Patients almost always want to know what will happen if they have some disease where their demise is imminent. The classic big guys remark about "Am I gonna make it doc?" often is the bravado covering abject terror.
In a recent NEJM article there is an interesting piece on prognostics in medicine. Namely we are all now seeing more and more survival curves, conjoined with prognostic tests which contain genetic information.
The patient wants to know but unfortunately the physician really does not have a clue. The article states:
We believe that at least as much attention should be paid to clinicians'
communication about the uncertainty associated with prognostication as
to the search for better prognostic models. We propose a framework of
three central tasks that clinicians can perform to help patients and
families manage uncertainty. Physicians should tailor this framework to
the core values of the patient. Some patients will value quality of life
more than quantity of life, and for these patients uncertainty about
future well-being may be of greater concern than life expectancy.

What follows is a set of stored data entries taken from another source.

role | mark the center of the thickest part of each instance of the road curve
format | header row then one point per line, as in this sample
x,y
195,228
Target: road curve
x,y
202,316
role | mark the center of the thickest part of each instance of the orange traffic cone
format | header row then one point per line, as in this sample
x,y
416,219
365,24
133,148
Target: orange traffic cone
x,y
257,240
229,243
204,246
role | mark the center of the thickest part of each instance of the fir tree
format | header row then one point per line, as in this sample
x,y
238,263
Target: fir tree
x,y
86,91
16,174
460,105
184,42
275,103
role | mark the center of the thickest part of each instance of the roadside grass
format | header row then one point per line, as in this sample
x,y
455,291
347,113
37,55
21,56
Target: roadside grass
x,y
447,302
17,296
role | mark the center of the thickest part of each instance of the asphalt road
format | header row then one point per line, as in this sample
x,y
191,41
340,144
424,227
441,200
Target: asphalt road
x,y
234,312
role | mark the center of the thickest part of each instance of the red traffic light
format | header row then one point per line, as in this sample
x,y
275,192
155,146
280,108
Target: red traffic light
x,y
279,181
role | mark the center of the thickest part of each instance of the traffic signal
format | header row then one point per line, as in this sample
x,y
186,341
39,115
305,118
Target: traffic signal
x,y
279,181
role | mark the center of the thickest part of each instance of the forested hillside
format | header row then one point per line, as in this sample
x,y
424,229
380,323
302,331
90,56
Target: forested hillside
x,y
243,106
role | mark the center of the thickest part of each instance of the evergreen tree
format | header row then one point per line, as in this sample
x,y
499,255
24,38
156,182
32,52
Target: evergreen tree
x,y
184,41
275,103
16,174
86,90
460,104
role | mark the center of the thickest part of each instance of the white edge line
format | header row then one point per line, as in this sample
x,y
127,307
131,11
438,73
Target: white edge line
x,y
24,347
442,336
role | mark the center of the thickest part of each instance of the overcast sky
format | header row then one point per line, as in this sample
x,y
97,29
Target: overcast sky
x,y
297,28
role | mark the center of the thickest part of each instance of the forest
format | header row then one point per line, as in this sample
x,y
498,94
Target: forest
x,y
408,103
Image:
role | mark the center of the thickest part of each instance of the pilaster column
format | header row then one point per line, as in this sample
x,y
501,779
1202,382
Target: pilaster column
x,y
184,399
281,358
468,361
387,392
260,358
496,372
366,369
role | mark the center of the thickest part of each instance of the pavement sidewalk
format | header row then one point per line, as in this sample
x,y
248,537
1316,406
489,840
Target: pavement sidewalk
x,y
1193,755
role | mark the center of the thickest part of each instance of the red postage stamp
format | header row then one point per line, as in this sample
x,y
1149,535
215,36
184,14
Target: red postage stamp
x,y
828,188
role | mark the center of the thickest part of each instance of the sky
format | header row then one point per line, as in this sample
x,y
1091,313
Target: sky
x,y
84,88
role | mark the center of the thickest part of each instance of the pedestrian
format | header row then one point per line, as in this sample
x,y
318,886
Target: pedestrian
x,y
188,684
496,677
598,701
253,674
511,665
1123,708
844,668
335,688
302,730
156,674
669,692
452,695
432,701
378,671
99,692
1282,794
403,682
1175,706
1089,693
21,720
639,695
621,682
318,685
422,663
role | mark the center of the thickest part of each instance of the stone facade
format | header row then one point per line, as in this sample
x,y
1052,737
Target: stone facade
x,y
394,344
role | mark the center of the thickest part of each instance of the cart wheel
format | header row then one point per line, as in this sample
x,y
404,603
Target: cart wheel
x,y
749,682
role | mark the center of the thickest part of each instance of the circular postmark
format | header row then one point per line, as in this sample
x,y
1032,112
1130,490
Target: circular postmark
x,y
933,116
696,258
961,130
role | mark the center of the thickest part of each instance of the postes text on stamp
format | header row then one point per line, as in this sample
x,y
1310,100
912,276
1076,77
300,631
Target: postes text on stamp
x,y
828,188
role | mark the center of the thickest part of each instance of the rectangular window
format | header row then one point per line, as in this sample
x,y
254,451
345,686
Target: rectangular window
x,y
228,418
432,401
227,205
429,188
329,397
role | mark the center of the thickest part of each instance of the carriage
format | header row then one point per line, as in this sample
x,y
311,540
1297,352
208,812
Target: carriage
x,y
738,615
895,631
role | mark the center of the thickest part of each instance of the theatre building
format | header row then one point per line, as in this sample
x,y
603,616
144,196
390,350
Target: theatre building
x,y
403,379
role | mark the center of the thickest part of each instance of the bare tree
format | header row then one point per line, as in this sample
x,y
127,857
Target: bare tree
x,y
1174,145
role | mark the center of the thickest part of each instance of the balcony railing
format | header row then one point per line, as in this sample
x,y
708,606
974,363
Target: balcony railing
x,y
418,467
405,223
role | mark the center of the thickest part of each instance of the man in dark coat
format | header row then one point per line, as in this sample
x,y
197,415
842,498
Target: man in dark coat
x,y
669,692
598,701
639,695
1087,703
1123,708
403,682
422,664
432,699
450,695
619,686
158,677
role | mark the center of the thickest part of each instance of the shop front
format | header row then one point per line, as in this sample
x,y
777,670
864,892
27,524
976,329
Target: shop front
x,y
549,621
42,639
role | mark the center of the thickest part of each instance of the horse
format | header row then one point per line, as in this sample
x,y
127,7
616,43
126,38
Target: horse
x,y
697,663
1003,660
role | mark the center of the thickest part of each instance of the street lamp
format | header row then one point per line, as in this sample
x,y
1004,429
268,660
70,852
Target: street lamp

My concern about better prognostics fall in the following categories:
1. Prognostic data on survival work only for large groups not for a single patient. When I look at the Kaplan Meir survival data for such therapeutics as those new ones for melanoma and even for transplants for MDS I see a 20-30% survival at the tails. To me that tells me something, besides the patient who hope to be the tail. I ask why that group, what happened there? Unfortunately we all too often do not have an answer.
2. Prognostic data is now being used by the Government, namely CMS and under the ACA, for treatment directives and physician control and compensation. Just look at the prostate cancer debacle. The "Committees" making the decisions have decided that PSA tests are useless so they will soon disallow them. They may be useless for some but not all. Yet to the "Committee" they apply to all, a classic Soviet style prognostic decision process.
3. Genetic Tests Yield Prognostic Data: With the ability to collect massive genetic data from genes to SNPs we now have researchers announcing new prognostic tests which at best are problematic and at worst harm the patients. The problem is that all too often one can statistically get "prognostic" data from any correlation, meaningless as it may be.
4. Prognostic Data on Survival Applies to Only Some: I read a recent paper on MDS survival and was truly disappointed by what was in my opinion poor statistical analyses. It compared low risk and high risk patients undergoing bone marrow transplants. It showed the higher risks with better survival. It also showed the higher risk having initially a faster drop in Kaplan Meir at the beginning and then a sustained flattening at 30%. Why? One reason may be that the one who died early had poor HLA matches while those who survived had better, say 10 point match to a 5 point match. But such an analysis was not to be,
The article then states:
Prognosis, and prognostic uncertainty, have a profound influence on
physicians, as well as on patients and families. Physicians' generally
optimistic bias is well documented. In one study, physicians
overestimated the likely duration of survival of terminally ill patients
by a factor of five, and the longer the duration of the
patient–physician relationship, the more optimistic the estimate.
Clinicians may also have trouble with prognostic uncertainty. Some
react with an unwillingness to talk to the patient about the future at
all (but commonly express this unwillingness in terms such as “we have
to wait and see” or “no one can tell”). Others, ignoring the uncertainty
inherent in prognostication, do more and more tests in the futile hope
of improving their prediction. We believe that physicians need to
recognize their reaction to uncertainty and how these reactions may
influence their conversations with patients.
The question of what is going to happen is always on the mind of a patient and their family when a severe diagnosis is made. All too often the physician just does not know. The lung cancer patient who on average is supposed to be dead in three months but lasts three years. The pancreatic cancer patient who also was to last three months but dies of old age. They may be the exceptions but our prognostic capabilities are still quite weak, except on the average. Yet we have never seen an "average" patient.